La deadline delle convocazioni ha consegnato all'Atalanta una pagina da incorniciare. L'inserimento di Kamaldeen Sulemana nella lista dei ventissei del Ghana ha completato un quadro che non aveva precedenti nella storia del club: sette nerazzurri al Mondiale, per sette nazionali diverse. Un primato che cancella il vecchio record di quattro convocati stabilito in Qatar appena quattro anni fa – come ricostruisce L'Eco di Bergamo – e che vale come fotografia nitidissima di quanto sia cambiata, in profondità, la dimensione internazionale della Dea.

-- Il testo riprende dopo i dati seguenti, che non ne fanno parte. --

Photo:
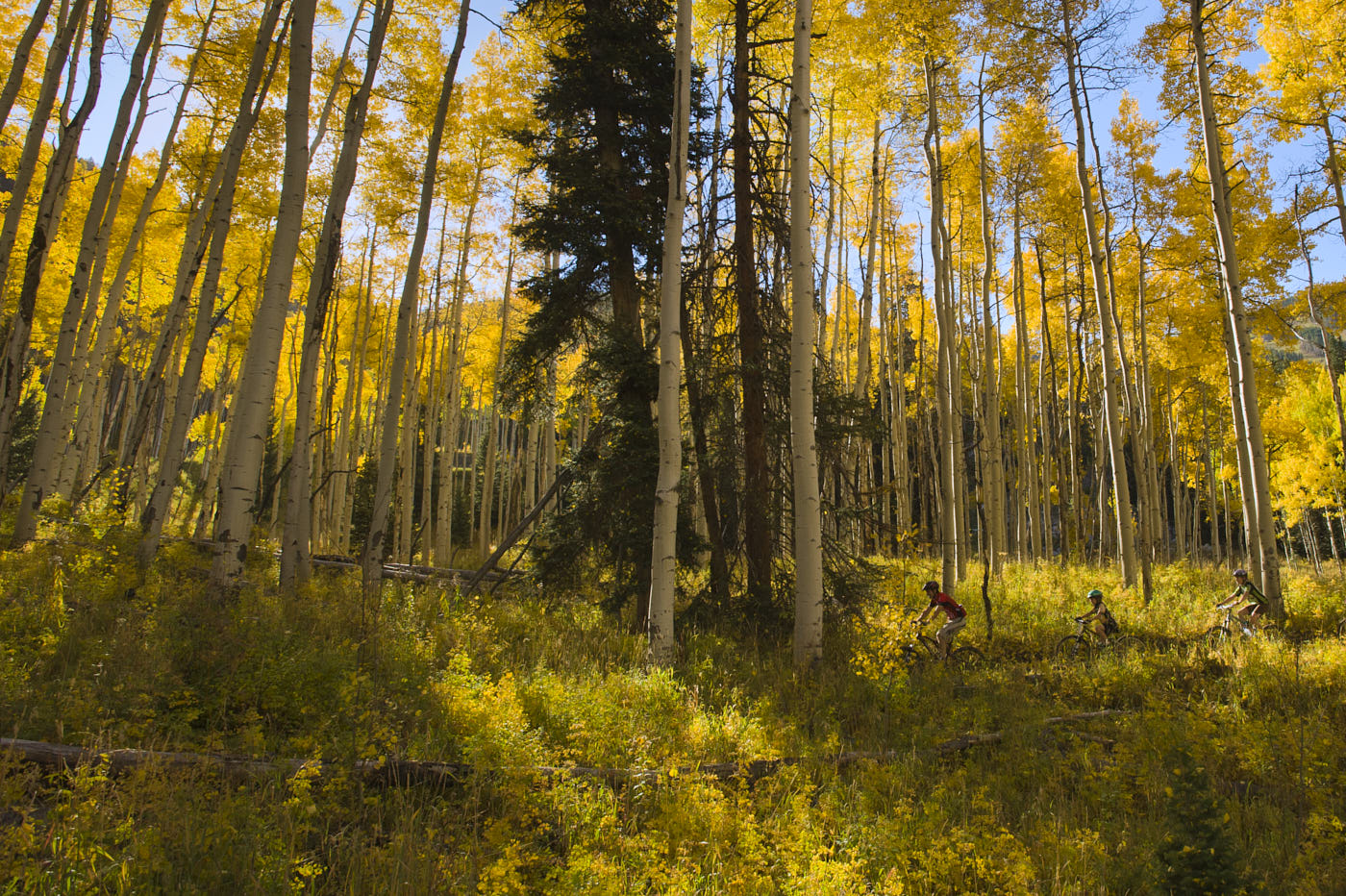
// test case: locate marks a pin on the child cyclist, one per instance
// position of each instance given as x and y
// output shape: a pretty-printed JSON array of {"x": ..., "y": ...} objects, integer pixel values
[
  {"x": 958, "y": 616},
  {"x": 1248, "y": 593},
  {"x": 1099, "y": 618}
]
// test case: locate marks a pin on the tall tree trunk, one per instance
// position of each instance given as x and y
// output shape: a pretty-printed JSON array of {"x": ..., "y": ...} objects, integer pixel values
[
  {"x": 62, "y": 42},
  {"x": 484, "y": 526},
  {"x": 663, "y": 551},
  {"x": 808, "y": 518},
  {"x": 96, "y": 337},
  {"x": 53, "y": 428},
  {"x": 944, "y": 323},
  {"x": 757, "y": 532},
  {"x": 252, "y": 407},
  {"x": 1120, "y": 478},
  {"x": 993, "y": 485},
  {"x": 453, "y": 374},
  {"x": 19, "y": 61},
  {"x": 44, "y": 229},
  {"x": 1234, "y": 306},
  {"x": 295, "y": 545},
  {"x": 373, "y": 556}
]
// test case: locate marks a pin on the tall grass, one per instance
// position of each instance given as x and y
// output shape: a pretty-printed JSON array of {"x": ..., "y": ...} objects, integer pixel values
[{"x": 525, "y": 681}]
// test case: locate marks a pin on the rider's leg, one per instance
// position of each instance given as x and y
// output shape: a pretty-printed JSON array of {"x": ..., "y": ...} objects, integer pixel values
[
  {"x": 1099, "y": 630},
  {"x": 946, "y": 633}
]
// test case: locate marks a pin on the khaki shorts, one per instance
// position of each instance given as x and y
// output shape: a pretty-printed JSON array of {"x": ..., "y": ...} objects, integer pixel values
[{"x": 949, "y": 630}]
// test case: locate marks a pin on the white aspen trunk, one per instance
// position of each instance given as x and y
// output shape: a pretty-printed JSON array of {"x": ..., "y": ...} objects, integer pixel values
[
  {"x": 171, "y": 454},
  {"x": 19, "y": 61},
  {"x": 296, "y": 539},
  {"x": 69, "y": 465},
  {"x": 662, "y": 647},
  {"x": 338, "y": 81},
  {"x": 410, "y": 436},
  {"x": 373, "y": 556},
  {"x": 198, "y": 235},
  {"x": 944, "y": 376},
  {"x": 100, "y": 336},
  {"x": 827, "y": 232},
  {"x": 995, "y": 487},
  {"x": 62, "y": 40},
  {"x": 484, "y": 528},
  {"x": 453, "y": 373},
  {"x": 1238, "y": 327},
  {"x": 53, "y": 428},
  {"x": 861, "y": 377},
  {"x": 1120, "y": 479},
  {"x": 246, "y": 434},
  {"x": 808, "y": 515}
]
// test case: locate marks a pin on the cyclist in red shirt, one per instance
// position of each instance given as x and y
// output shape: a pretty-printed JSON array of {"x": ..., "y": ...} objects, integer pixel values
[{"x": 958, "y": 616}]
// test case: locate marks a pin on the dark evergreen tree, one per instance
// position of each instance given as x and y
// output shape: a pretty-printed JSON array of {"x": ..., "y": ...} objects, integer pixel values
[{"x": 603, "y": 145}]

LA DELEGAZIONE NERAZZURRA - Accanto a Sulemana, che rappresenta le Black Stars, sfilano Mario Pasalic per la Croazia, Marten de Roon per l'Olanda, Charles De Ketelaere per il Belgio, Isak Hien per la Svezia, Sead Kolašinac per la Bosnia ed Erzegovina e Odilon Kossounou per la Costa d'Avorio. Sette giocatori, sette storie diverse, un unico punto di caduta: Zingonia.

IL CONFRONTO CON IL PASSATO - La proporzione con le edizioni precedenti è eloquente. In Qatar l'Atalanta aveva schierato quattro giocatori divisi su tre nazionali — de Roon e Koopmeiners nell'Olanda, Pasalic nella Croazia e Maehle nella Danimarca — per venti presenze complessive. Prima ancora, il club era arrivato a quota due soltanto in tre occasioni: nel 1950 con gli azzurri Casari e Caprile, nel 1990 con Caniggia nell'Argentina e Stromberg nella Svezia, nel 2018 con Freuler nella Svizzera e Cornelius nella Danimarca. Il salto da due a sette, nell'arco di una generazione calcistica, misura meglio di qualsiasi analisi tattica la traiettoria percorsa dal club bergamasco.

IL BIS DI PASALIC E DE ROON - Tra le statistiche che il Mondiale 2026 porta in dote, spicca quella di Pasalic, che torna in campo iridato aggiungendo così una quarta partecipazione alle competizioni top per nazionali — contando anche due Europei — e si afferma come primatista assoluto nella storia del club su questo fronte. Sorprendente invece il ritorno di de Roon in arancio, convocato a quasi due anni dall'ultima presenza con l'Olanda: sono i primi due atalantini a concedere il bis al Mondiale. Bosnia, Belgio, Costa d'Avorio e Ghana sono invece nazionali che si affacciano per la prima volta nella storia dei convocati nerazzurri in Coppa del Mondo.

UN PRIMATO QUASI ASSOLUTO - Nella graduatoria di tutte le competizioni per nazionali, quella dei sette atalantini in Nord America vale come secondo risultato di sempre: davanti c'è soltanto Euro 2020, quando furono nove i nerazzurri a prendere parte alla rassegna continentale, Toloi e Pessina compresi, quelli che poi alzarono il trofeo. L'assenza dell'Italia pesa e si fa sentire: con Carnesecchi, Scalvini, Raspadori e Scamacca in rosa azzurra, la delegazione bergamasca avrebbe potuto spingersi in doppia cifra.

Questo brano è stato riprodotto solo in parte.